CREDIT: AP Images/Christophe Ena
While NBC was airing the Opening Ceremonies of the Sochi Winter Olympics last night, the New York Times quietly published Woody Allen’s response to Dylan Farrow’s open letter renewing the sex abuse charges she made against him when she was seven. The letter is well worth reading for a different kind of look inside Allen’s mind than his movies normally allow. But it’s also worth reading side-by-side with Maureen Orth’s plain laying out of some basic information about Farrow’s charges and the investigation into them, which have been reviewed by Vanity Fair’s fact-checkers.

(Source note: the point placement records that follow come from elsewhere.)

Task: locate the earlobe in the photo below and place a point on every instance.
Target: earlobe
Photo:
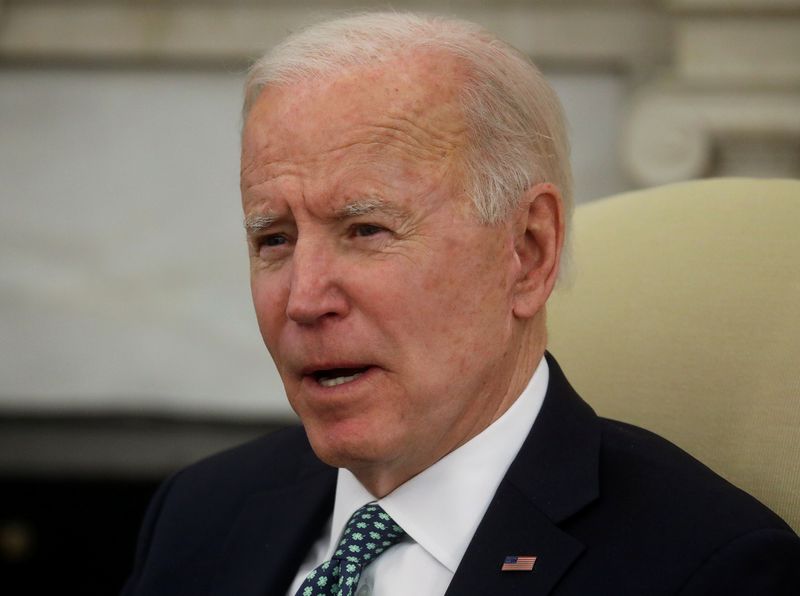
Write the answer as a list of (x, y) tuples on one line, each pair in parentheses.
[(539, 237)]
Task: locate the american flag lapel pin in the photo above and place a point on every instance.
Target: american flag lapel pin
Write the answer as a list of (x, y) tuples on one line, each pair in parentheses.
[(518, 563)]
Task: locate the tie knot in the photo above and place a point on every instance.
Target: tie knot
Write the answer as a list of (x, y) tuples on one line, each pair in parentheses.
[(369, 532)]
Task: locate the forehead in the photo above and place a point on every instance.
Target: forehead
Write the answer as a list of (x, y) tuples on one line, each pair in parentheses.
[(408, 107)]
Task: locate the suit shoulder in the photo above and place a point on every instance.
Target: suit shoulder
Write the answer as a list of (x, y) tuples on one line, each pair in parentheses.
[(641, 467), (279, 458)]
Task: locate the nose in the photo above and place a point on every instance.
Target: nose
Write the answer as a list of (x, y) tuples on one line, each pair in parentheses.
[(315, 291)]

It’s possible, but I’m not sure necessary, to pick at Allen’s letter. The piece reads as exceptionally unfiltered (and perhaps not particularly edited), to an extent that I’m surprised Allen’s handlers, if he has any to whom he would listen, let him publish it. And it’s a document that perfectly encapsulates a number of strains of thinking. There’s the idea that it’s irrational for Mia Farrow to have resented Allen’s relationship with Soon-Yi Previn, her adopted daughter, a rather strikingly myopic expression of the idea that Allen’s self-actualization should be prized at any cost. There’s the exceptionally bitter resentment of Allen’s having had to pay child support for Ronan Farrow, who at the time, Allen believed was his son, a sentiment that’s in keeping with some of the uglier ideas behind men’s rights advocacy. And then there’s the invocation of one of Allen’s neuroses — his claustrophobia — as supposed proof positive that he couldn’t possibly have abused Dylan, at least not in a way that was consistent with the story she told then as a child and has told again recently.
As I wrote earlier this week, I fear that we’re at a deadlock in terms of both Dylan Farrow’s specific charges and the state of our conversations about sexual assault. But I wonder if Allen’s letter clarifies something I discussed with the Daily Caller’s Matt Lewis earlier on Friday: the extent to which Allen’s values and worldviews, as expressed in both his personal communications with the world and in his films, have aged quite poorly:
Matt’s argued that Allen’s movies are proof of a liberal vision of sexual liberation gone wrong. I see the situation as somewhat different. Obviously, there have been men in left movements who have seen their involvement in those movements as a way to have as much sex as possible, who have supported thinking about sexual norms primarily as a way to build support for their own behavior, and have supported the sexual liberation of women primarily because they’re interested in broadening the supply of their own potential partners. But that doesn’t represent a consensus position of leftism or liberalism, and in fact, the emergence of second-wave feminism as distinct from other left movements is a reaction to precisely this kind of thinking and sexual entitlement.
And thank goodness for it, both on-screen and off of it. Allen writes that when he first heard the allegations, “I found the idea so ludicrous I didn’t give it a second thought.” In an even earlier era, in which still-powerful ideas about so-called scorned women and child sexual abuse were even more prominent than they are today, Allen might have been correct in his assumption that he had nothing to worry about. It still seems unlikely today that he would ever have to stand trial in response to Dylan’s allegations.
But the world is a different place. And now that the vision of it that Allen’s kept private so long has finally been exposed to the world, it’s for us to consider how well his vision of himself has aged.